LAM/MPI logo

LAM/MPI General User's Mailing List Archives

  |   Home   |   Download   |   Documentation   |   FAQ   |   all just in this list

From: Maharaja Pandian (pandian_at_[hidden])
Date: 2005-01-19 12:00:43


Your mail on Jan 4:
>Another note -- after running test all night, the errors only showed up in
the usysv RPI. This is not 100% conclusive, of course -- the lack >of an
error showing up doesn't mean that the error doesn't exist -- but it does
seem to give pretty good credence to my theory that this >is a problem with
the usysv RPI somehow.

I want to run Linpack using LAM/MPI 7.1.1 on a large cluster ( more than
400 nodes -- dual processor; Gigabit ethernet connection). I cannot take a
chance in using the usysv rpi that can potentially give wrong answer.
To be safe, I am thinking to choose tcp rpi module instead of the shared
memory rpi modules sysv/usysv.
As you may know, Linpack uses MPI_BCAST. On each node - 2 cpus, only 2 mpi
tasks will run, so the system will not be oversubscribed.
When I ran a pingpong test to measure the latency and bandwidth (
node-to-node communication), there was no significant difference between
these modules. Do you have any pointer to performance results for LAM/MPI
on a large cluster?

Do you have any comments about choosing the tcp module for Linpack?

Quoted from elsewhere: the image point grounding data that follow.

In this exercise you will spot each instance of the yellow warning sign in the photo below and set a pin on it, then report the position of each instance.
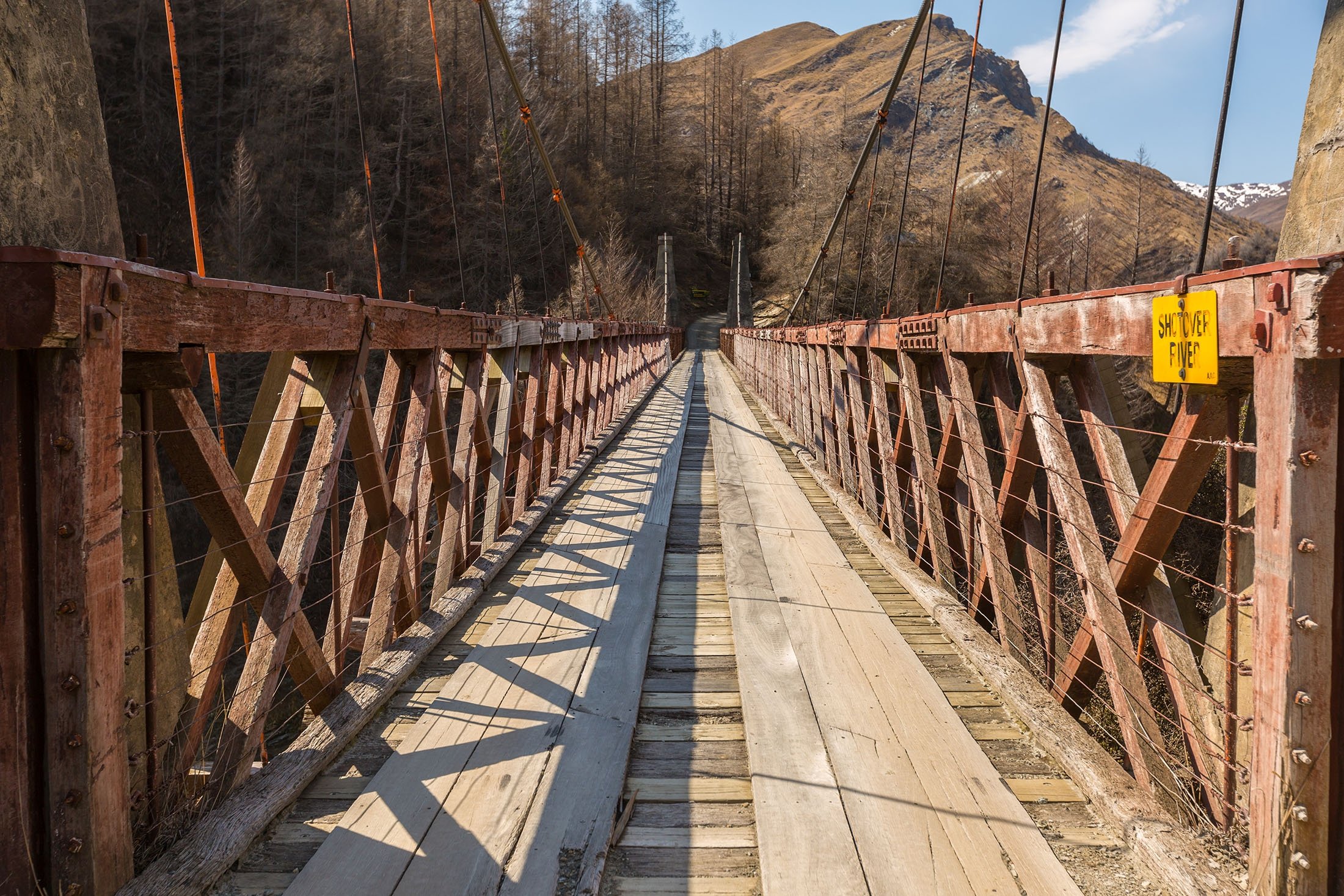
(1186, 339)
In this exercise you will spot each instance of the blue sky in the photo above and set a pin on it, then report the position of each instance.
(1133, 71)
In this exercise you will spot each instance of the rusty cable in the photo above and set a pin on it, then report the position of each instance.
(921, 18)
(1218, 139)
(956, 170)
(499, 160)
(867, 222)
(525, 111)
(191, 207)
(363, 148)
(448, 155)
(1040, 159)
(910, 159)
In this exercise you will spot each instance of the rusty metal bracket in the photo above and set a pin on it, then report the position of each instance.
(919, 335)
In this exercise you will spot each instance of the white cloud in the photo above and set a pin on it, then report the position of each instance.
(1098, 34)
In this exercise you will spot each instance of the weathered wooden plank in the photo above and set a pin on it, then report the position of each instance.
(81, 603)
(1012, 633)
(933, 530)
(1130, 693)
(1194, 705)
(276, 621)
(800, 813)
(224, 611)
(221, 501)
(397, 581)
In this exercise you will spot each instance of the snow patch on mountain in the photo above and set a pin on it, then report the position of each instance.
(1233, 198)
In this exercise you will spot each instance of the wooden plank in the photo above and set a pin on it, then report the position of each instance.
(690, 837)
(22, 777)
(572, 816)
(276, 622)
(1163, 847)
(1012, 633)
(1175, 479)
(461, 784)
(254, 437)
(397, 585)
(1138, 720)
(1194, 705)
(221, 501)
(933, 527)
(893, 734)
(78, 503)
(861, 421)
(224, 614)
(224, 834)
(507, 363)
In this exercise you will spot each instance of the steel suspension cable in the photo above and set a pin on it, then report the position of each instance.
(536, 214)
(191, 209)
(867, 224)
(526, 113)
(910, 159)
(956, 171)
(448, 155)
(363, 148)
(921, 19)
(844, 234)
(1218, 140)
(1040, 156)
(499, 159)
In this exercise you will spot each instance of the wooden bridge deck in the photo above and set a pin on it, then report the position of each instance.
(803, 726)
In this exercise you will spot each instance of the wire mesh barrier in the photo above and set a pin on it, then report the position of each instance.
(199, 598)
(1161, 558)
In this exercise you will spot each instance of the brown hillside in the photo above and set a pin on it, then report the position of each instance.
(820, 82)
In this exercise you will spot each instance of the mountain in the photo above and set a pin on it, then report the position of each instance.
(825, 86)
(1264, 203)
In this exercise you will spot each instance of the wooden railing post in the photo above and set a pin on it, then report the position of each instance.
(81, 602)
(1296, 608)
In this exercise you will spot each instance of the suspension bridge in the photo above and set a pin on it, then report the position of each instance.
(496, 603)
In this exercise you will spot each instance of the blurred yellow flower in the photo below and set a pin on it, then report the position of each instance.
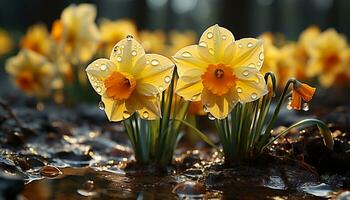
(77, 32)
(31, 72)
(178, 40)
(153, 41)
(328, 54)
(37, 39)
(114, 31)
(131, 81)
(5, 42)
(221, 71)
(301, 91)
(271, 52)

The LAM/MPI User's Guide, sec 9.4.4 - page 89, says: "Although all
communication is still layered on MPI point -to -point functions, the
algorithm attempts to maximize the use of on-node communication..."

If I choose the tcp rpi module, does the coll smp module use only tcp rpi f
or MPI point to point on-node communication?

Thanks for your help.